Au IVe siècle, les élus du sort, avant d'entrer en fonctions, étaient soumis à une double enquête, à une double docimasie, l'une qui avait lieu devant le Sénat, l'autre devant le tribunal des Héliastes. Sans doute les formalités de l'enquête avaient dû être antérieurement moins compliquées et avaient dû porter surtout sur quelques points particuliers, comme savoir si l'élu du peuple était dans les conditions de cens alors requises, s'il appartenait à une famille de citoyens en remontant à la troisième génération dans la ligne paternelle et dans la ligne maternelle; jamais, naturellement, l'enquête ne portait sur les connaissances et les talents de l'archonte, le peuple étant censé n'avoir pu choisir qu'un homme ayant les qualités nécessaires. 

Même quand les archontes furent désignés par le sort, l'examen ou la docimasie ne porta jamais sur l'in struction et la compétence du fonctionnaire; il roulait, suivant Pollux, sur les points suivants : les candidats honoraient-ils les dieux protecteurs de la cité, Apollon Patroos et Zeus Herkeios? S'étaient-ils acquittés de tous leurs devoirs envers leurs parents? Avaient-ils fait campagne pour leur pays? Probablement on s'assurait aussi qu'ils avaient un âge déterminé, car on sait que les moindres juges ne pouvaient être désignés qu'après avoir atteint l'âge de trente ans, ou peut-être les noms des citoyens plus jeunes n'étaient-ils pas mis dans l'urne. Enfin, il est certain que ceux-là seuls prenaient part aux chances du tirage dont les noms avaient été arrêtés d'avance ou qui avaient demandé d'y être admis. Cela éloignait déjà la plupart des indignes; de plus la docimasie paraît avoir été quelquefois assez sévère.

Quand le résultat de la docimasie avait été favorable et que les élus du sort avaient été jugés dignes d'être archontes, ils juraient solennellement de veiller à l'observation des lois et d'être incorruptibles, s'engageant, s'ils manquaient à leur parole, à offrir des statues d'or de leur propre poids, aux sanctuaires de Delphes, d'Olympie et d'Athènes. Il est probable aussi qu'ils accomplissaient, avant d'entrer en fonctions, un acte religieux, puisque nous voyons cette cérémonie pratiquée même par les citoyens qui partaient en ambassade. 

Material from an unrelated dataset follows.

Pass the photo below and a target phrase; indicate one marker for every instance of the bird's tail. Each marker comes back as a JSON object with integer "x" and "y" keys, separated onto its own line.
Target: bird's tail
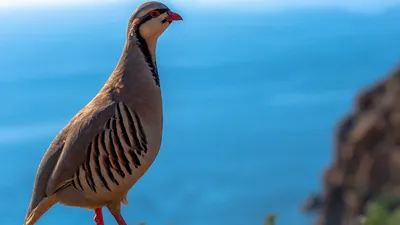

Pendant la durée de leur magistrature, les archontes pouvaient à chaque instant voir surgir un accusateur; et, quand ils sortaient de charge, il devaient, pendant trente jours, se tenir prêts à répondre sur toutes questions relatives à leur responsabilité. Ils avaient à jurer qu'ils n'avaient rien pris et dissipé, puis à rendre leurs comptes devant une sorte de cour composée d'abord de trente membres, plus tard de dix, les Logistes. Tant, que toutes ces formalités n'avaient pas été remplies, ils ne pouvaient ni quitter l'Attique, ni disposer de leurs biens, ni recevoir une nouvelle magistrature ou obtenir une récompense publique. (Edouard Cat).